Ella Henrietta Davidson Morrison (March 30, 1851 – December 4, 1939) was an American socialite and philanthropist who served as North Carolina state regent for the Daughters of the American Revolution.

== Early life and family ==
Morrison was born Ella Henrietta Davidson on March 30, 1851 in Murphy, North Carolina. A member of a prominent Western North Carolina family that was involved in local law, politics, and business endeavors, she was the daughter of Colonel Allen Turner Davidson and Elizabeth Adeline Howell Davidson. Her father was an attorney and bank president in Cherokee County prior to the Civil War, at which time served in the Confederate Congress. Following the war, her family moved to Asheville.

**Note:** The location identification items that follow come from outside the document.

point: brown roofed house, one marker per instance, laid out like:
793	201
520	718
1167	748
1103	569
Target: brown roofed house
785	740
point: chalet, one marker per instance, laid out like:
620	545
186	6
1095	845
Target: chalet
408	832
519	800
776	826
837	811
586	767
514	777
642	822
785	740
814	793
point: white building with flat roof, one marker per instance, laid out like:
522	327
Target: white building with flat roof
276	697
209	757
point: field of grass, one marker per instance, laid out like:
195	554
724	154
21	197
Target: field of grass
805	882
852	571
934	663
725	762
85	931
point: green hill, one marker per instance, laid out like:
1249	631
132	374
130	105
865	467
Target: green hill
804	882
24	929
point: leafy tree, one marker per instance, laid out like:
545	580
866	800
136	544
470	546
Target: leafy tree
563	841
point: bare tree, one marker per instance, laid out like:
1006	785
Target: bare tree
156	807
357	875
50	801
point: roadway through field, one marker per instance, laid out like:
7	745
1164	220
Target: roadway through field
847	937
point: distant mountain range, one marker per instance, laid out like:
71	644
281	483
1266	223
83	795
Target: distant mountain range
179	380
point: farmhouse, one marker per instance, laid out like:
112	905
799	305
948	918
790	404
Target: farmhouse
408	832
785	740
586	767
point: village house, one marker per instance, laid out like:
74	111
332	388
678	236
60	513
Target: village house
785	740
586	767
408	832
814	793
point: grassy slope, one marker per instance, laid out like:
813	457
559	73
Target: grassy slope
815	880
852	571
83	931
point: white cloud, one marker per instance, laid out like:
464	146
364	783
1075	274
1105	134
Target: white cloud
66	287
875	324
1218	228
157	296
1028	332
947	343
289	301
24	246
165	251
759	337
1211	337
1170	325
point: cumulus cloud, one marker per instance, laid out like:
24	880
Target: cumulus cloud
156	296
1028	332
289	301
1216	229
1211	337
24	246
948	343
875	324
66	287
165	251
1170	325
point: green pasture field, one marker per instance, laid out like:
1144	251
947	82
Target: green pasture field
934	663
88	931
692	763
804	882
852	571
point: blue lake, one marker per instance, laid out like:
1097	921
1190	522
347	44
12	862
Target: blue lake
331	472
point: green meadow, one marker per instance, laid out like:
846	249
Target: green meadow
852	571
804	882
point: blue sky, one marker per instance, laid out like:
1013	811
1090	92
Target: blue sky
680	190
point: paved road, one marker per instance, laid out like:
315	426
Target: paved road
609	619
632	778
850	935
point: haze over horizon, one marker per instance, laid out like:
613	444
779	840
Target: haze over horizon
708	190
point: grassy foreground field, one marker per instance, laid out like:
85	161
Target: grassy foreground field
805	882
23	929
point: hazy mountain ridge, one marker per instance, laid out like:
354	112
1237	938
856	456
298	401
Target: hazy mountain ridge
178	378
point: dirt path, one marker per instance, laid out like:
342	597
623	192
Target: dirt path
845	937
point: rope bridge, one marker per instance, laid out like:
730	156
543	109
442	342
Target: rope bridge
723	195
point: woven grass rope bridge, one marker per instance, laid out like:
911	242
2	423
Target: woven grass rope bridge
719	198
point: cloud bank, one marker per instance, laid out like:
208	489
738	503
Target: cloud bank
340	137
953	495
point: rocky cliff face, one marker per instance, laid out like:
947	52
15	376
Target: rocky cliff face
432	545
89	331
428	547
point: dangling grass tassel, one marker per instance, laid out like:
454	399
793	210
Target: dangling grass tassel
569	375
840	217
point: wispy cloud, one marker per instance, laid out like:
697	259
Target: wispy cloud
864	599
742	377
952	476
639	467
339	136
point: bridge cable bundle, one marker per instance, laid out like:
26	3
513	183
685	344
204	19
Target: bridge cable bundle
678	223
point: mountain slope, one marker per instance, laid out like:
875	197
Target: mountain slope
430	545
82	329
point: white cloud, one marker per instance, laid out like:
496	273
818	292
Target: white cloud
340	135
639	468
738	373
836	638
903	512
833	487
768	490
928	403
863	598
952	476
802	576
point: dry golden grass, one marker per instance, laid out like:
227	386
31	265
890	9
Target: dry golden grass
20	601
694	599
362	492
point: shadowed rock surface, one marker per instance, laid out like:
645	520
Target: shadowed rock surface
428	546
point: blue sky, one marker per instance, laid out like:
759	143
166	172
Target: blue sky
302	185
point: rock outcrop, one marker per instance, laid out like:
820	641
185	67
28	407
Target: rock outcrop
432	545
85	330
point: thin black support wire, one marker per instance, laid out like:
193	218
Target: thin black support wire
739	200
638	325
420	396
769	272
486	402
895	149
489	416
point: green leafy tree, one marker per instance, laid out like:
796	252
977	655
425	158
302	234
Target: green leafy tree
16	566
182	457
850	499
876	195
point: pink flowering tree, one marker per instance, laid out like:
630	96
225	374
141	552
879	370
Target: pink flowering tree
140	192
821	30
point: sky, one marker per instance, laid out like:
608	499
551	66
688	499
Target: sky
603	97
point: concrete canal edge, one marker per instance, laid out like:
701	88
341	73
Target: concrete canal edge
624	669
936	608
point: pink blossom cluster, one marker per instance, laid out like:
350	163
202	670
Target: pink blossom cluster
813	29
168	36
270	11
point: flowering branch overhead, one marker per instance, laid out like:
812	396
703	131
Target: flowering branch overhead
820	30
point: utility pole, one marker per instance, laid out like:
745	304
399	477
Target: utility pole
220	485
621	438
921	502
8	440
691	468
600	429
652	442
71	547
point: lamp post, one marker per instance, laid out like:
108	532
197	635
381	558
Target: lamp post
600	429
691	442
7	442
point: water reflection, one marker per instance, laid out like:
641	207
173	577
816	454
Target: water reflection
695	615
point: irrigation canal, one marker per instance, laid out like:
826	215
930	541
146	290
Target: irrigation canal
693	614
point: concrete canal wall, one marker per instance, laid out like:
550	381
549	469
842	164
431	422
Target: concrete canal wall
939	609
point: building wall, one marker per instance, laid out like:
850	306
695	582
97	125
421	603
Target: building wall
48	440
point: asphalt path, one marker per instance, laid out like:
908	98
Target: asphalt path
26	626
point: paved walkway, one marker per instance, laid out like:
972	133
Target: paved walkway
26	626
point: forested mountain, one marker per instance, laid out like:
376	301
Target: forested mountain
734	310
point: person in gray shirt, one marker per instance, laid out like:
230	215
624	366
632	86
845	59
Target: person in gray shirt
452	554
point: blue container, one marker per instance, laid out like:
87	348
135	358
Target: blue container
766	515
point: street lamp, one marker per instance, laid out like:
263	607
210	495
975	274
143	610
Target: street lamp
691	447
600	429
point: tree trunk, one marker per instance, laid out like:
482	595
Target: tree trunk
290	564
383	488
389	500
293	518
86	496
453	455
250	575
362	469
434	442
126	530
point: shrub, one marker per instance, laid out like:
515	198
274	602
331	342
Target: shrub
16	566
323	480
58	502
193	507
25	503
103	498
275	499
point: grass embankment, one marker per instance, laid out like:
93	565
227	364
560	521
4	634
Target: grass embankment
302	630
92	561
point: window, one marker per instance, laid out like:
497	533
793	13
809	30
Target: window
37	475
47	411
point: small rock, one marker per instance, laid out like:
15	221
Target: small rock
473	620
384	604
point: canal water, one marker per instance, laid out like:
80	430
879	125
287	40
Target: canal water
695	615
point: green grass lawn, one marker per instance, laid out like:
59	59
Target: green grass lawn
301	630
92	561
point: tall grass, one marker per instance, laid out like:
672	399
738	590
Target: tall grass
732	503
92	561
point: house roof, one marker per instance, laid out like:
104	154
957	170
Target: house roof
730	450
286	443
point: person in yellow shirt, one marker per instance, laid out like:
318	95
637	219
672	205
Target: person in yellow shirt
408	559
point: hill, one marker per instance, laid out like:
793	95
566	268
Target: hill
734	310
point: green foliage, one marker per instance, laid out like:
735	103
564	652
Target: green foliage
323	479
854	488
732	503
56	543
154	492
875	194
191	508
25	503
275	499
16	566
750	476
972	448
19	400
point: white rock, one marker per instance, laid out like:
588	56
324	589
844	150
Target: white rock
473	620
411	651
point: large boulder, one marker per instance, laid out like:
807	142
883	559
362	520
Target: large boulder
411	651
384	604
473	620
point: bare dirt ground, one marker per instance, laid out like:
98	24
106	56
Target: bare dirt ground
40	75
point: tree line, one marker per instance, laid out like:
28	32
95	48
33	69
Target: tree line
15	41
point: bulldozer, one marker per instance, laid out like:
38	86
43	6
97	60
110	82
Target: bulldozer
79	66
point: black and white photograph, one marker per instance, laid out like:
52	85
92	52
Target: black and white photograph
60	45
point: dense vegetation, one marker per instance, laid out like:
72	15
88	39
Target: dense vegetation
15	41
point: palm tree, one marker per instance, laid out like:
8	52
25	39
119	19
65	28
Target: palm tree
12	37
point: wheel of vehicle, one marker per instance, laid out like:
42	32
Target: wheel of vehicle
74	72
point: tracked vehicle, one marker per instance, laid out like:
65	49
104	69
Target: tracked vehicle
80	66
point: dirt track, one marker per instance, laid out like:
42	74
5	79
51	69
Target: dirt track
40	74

She was educated at Asheville Female College.

== Philanthropy ==
Morrison was part of a group of women who helped establish Mission Hospital and served on the hospital board and as president for eleven years. During her term as president, a training school for nurses was established at the hospital.

She was a member of the Daughters of the American Revolution and served as North Carolina state regent from 1917 to 1919. She assisted John Preston Arthur in creating his book Western North Carolina: A History (From 1730 to 1913).

== Personal life and death ==
In June 1877, she married Theodore Morrison. They spent their early married years residing at the Alexander Hotel before moving to a house on Pearson Drive in Asheville.

She died at her home in Asheville on December 4, 1939 and was buried at Riverside Cemetery.